VARG2™: Yeah. [Laughs] We really came with that energy. I remember when I first saw all these videos from Reclaim the Streets. I thought it was so sick because they had 5 guys rolling around in a car with duffel bags just rinsing gas station after gas station for cans. Then they went to Stureplan in central Stockholm and handed it all out. They had a box truck driving around playing jungle as all these people were rioting.
BLADEE: Ah, sick. I remember we ran into [Redacted] at Slussen with these metal pipes and rocks in their backpack.
ECCO2K: It was kind of like the Swedish May 1st demonstrations, but really it was just, “We’re going to destroy everything.”

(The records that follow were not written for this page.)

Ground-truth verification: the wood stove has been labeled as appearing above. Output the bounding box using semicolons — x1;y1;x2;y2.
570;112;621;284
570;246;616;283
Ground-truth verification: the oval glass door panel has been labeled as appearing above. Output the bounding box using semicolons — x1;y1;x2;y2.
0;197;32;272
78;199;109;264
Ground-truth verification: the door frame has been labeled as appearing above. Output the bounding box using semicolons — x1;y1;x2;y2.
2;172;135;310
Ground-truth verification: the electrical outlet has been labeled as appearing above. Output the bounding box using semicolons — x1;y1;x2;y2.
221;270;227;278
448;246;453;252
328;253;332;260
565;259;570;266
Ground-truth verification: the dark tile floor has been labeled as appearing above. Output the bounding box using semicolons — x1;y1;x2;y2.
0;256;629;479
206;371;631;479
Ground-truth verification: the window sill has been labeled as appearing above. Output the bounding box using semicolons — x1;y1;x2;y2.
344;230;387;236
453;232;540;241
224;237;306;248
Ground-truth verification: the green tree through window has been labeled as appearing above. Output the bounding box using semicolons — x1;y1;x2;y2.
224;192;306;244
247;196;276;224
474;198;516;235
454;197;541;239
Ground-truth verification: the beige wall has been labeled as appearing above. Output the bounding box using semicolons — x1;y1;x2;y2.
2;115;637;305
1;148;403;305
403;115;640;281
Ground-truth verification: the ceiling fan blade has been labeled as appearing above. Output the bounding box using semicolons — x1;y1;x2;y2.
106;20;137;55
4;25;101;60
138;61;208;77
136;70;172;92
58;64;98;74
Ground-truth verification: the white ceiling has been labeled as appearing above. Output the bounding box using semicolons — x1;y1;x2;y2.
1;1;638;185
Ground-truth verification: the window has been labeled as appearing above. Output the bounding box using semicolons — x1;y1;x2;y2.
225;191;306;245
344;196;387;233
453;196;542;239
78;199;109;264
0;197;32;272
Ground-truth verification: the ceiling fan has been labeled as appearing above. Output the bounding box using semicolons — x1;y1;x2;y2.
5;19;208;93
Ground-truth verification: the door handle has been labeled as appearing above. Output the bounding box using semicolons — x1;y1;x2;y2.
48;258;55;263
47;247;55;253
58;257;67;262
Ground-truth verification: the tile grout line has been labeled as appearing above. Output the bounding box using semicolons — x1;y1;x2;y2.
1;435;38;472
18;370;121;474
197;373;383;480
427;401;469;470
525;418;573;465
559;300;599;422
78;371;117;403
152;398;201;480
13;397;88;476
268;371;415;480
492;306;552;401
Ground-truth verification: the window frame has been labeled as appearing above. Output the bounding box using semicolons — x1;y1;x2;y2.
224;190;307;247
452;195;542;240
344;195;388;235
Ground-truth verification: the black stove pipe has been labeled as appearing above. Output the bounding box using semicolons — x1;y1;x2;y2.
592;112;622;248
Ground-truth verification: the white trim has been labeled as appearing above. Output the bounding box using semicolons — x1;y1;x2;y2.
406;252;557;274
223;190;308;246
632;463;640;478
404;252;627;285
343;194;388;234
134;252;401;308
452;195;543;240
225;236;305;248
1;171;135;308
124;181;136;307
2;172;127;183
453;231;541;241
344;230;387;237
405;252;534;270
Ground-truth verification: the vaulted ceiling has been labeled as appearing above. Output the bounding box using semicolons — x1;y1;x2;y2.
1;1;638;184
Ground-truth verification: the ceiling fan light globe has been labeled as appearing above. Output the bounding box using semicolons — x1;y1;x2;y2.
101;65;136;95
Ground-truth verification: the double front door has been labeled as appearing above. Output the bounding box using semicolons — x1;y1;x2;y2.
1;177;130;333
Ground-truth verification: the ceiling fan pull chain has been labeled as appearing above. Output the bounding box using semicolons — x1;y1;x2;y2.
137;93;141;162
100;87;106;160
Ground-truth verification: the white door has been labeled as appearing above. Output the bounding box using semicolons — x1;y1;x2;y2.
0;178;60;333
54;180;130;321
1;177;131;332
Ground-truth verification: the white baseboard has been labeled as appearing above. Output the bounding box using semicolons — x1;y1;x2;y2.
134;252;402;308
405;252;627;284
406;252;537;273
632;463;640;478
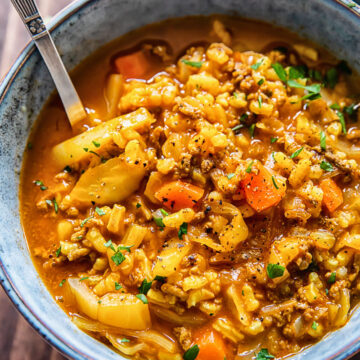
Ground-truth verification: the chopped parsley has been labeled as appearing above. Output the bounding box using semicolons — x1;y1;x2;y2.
160;208;169;217
117;245;133;253
153;216;165;230
270;137;278;143
232;124;245;132
258;78;264;86
59;279;66;287
271;176;279;190
183;344;200;360
138;279;152;295
63;165;72;173
181;59;203;68
92;140;101;148
111;251;126;266
328;272;336;284
95;207;106;216
336;110;347;134
289;65;307;79
34;180;47;191
344;103;356;116
120;338;130;343
320;131;326;151
53;198;59;214
348;2;356;8
271;63;287;82
104;239;116;252
312;321;319;330
320;161;333;172
115;282;122;290
80;277;89;281
80;216;94;228
251;58;264;70
267;263;285;279
258;95;262;108
227;173;235;180
178;222;188;240
240;113;249;122
154;275;167;283
325;68;338;89
330;103;341;110
55;246;61;258
83;147;88;152
136;203;141;208
249;123;256;138
27;142;33;150
246;161;254;173
290;147;304;159
255;348;275;360
287;79;321;94
136;294;148;304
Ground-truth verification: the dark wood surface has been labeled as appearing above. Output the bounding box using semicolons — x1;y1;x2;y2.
1;1;360;359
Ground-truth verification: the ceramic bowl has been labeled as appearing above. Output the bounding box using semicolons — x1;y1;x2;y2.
1;0;360;359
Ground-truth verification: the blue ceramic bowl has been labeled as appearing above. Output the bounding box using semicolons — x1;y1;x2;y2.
1;0;360;359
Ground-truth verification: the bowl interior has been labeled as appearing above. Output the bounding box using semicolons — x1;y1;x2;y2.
1;0;360;359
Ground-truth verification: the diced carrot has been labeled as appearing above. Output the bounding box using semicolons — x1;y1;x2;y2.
320;178;343;213
194;328;227;360
114;51;149;79
241;163;286;212
155;180;204;211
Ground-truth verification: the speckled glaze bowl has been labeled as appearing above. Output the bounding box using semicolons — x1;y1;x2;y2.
1;0;360;359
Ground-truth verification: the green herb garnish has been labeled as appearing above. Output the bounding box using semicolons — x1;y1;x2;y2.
258;78;264;86
138;279;152;295
267;263;285;279
227;173;235;180
53;198;58;214
115;282;122;290
271;63;287;82
290;147;304;159
120;338;130;343
136;294;148;304
80;277;89;281
320;161;333;172
320;131;326;151
104;239;116;252
59;279;66;287
270;137;278;143
328;272;336;284
249;123;256;138
178;222;188;240
92;140;101;148
154;275;167;283
258;95;262;108
80;216;94;228
181;59;203;68
330;103;341;110
63;165;72;173
325;68;338;89
55;246;61;258
271;176;279;190
183;344;200;360
160;208;169;217
312;321;319;330
95;207;106;216
255;348;275;360
136;203;141;208
246;161;254;173
336;110;347;134
251;58;264;70
111;251;126;266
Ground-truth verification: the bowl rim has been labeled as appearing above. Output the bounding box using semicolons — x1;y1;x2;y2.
1;0;360;359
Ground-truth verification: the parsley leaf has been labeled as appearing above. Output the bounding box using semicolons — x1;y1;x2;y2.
251;58;264;70
289;65;307;79
271;63;287;82
290;147;304;159
246;161;254;173
325;68;338;89
255;348;275;360
270;137;278;144
178;222;188;240
95;207;106;216
287;79;321;94
181;59;203;68
117;245;133;253
160;208;169;217
183;344;200;360
328;272;336;284
227;173;235;180
154;275;167;283
312;321;319;330
115;282;122;290
320;131;326;151
104;239;116;252
271;176;279;189
330;103;341;110
59;279;66;287
111;251;126;266
320;161;333;172
63;165;72;173
139;279;152;295
92;140;101;148
136;203;141;208
55;246;61;258
53;198;59;214
267;263;285;279
336;110;347;134
258;95;262;108
258;78;264;86
80;277;89;281
136;294;148;304
120;338;130;343
80;216;94;228
232;124;245;132
249;123;256;138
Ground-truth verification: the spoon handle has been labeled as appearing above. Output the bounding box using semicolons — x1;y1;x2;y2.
10;0;87;127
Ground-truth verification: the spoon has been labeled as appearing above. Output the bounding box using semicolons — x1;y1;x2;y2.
11;0;87;127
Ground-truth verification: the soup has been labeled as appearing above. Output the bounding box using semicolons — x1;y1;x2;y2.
20;16;360;360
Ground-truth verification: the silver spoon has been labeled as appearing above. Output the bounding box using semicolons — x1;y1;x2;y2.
11;0;87;127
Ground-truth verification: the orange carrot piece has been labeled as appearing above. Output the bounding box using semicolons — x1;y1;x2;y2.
320;178;343;213
154;180;204;211
241;163;286;212
114;51;148;79
194;328;227;360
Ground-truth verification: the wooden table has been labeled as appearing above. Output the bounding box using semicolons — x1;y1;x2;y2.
1;1;360;359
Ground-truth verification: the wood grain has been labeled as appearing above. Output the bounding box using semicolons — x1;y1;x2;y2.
1;1;360;359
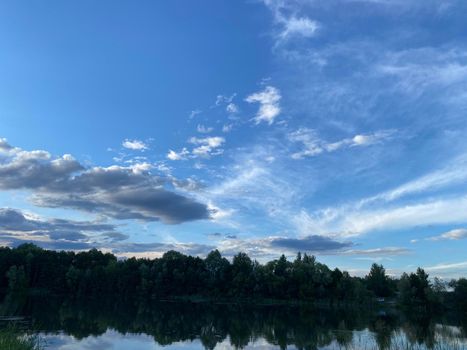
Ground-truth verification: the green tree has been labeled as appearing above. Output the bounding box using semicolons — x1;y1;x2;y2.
6;265;28;295
366;263;393;298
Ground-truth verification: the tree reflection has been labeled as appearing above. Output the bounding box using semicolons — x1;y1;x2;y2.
0;297;465;349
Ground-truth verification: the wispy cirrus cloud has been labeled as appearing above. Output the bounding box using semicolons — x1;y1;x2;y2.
426;228;467;241
288;128;395;159
262;0;320;44
293;195;467;238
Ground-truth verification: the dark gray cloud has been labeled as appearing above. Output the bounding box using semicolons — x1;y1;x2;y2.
111;242;215;256
100;231;130;242
270;235;353;252
13;239;94;251
0;208;114;234
0;207;123;251
0;139;211;224
0;138;13;151
208;232;223;237
207;232;238;239
217;235;354;260
0;208;213;256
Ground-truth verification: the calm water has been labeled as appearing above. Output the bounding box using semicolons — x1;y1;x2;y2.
1;297;467;349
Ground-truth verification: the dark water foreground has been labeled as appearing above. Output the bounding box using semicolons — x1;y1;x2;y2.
1;297;467;349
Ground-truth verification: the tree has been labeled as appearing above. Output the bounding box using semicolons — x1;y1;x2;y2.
450;278;467;311
366;264;393;298
231;253;254;297
205;250;230;295
6;265;28;295
398;268;436;309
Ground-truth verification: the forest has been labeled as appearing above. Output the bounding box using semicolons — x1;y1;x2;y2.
1;243;466;313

VARG2™: My friend, [Redacted], we used to write together and now he’s like a Rolex collector and yacht-owner. We were at “Reclaim The Streets” and we loosened the cobblestones in the old town the day before so that they were easy to lift up and throw during the protest.

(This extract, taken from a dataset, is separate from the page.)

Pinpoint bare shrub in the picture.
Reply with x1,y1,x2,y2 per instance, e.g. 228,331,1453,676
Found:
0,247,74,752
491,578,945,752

BLADEE: Who organized it? Was it some anarchist thing?
ECCO2K: It was a demonstration, like a politically motivated thing. It wasn’t even really about graffiti, more just like breaking windows and trashing stuff.
VARG2™: I wonder where the line is between destruction for a political reason, to express something, and that guy on the train who’s just like, “I’m fucked up and I feel like shit.” It seems like most of it’s just an expression of your own internal psychic horribleness.
ECCO2K: Everyone does it for their own reasons.
VARG2™: It’s beautiful in a way, everyone is teamed up—
BLADEE: Together in destruction. Just anti-vibes.
VARG2™: “We know we’re not going to feel better so let’s just fuck shit up today.”
ECCO2K: It was a really interesting time, a lot of crawling in tunnels.
VARG2™: I’ve thought about that a lot recently, the tunnels. When me and my mom would come down to Stockholm we’d always stay around Rådhuset, that’s one of the stations that smells like the inside of a mountain. The whole Blue Line is like that.
ECCO2K: Smells like tunneling.
VARG2™: And that smell is so magical for me.
ECCO2K: Tunnel-smell and spray can-smell together. [Laughs]
BLADEE: Someone should do a perfume of that.
ECCO2K: Oh my god, yes.
BLADEE: Those places were really inspiring.
ECCO2K: They were like mythical places, you heard people talk about them, these forbidden places that nobody could see.
BLADEE: Legendary places.
ECCO2K: Places people died trying to reach.
VARG2™: The fact that you guys opened up Vin & Sprit [an abandoned industrial complex in Stockholm]—I’ll always be thankful. You opened a door to an underworld.
ECCO2K: When we were young, because we had no money and no influence, it felt very special to find those secret spaces. We were there every day.
BLADEE: It gave meaning to life, you thought about it all the time.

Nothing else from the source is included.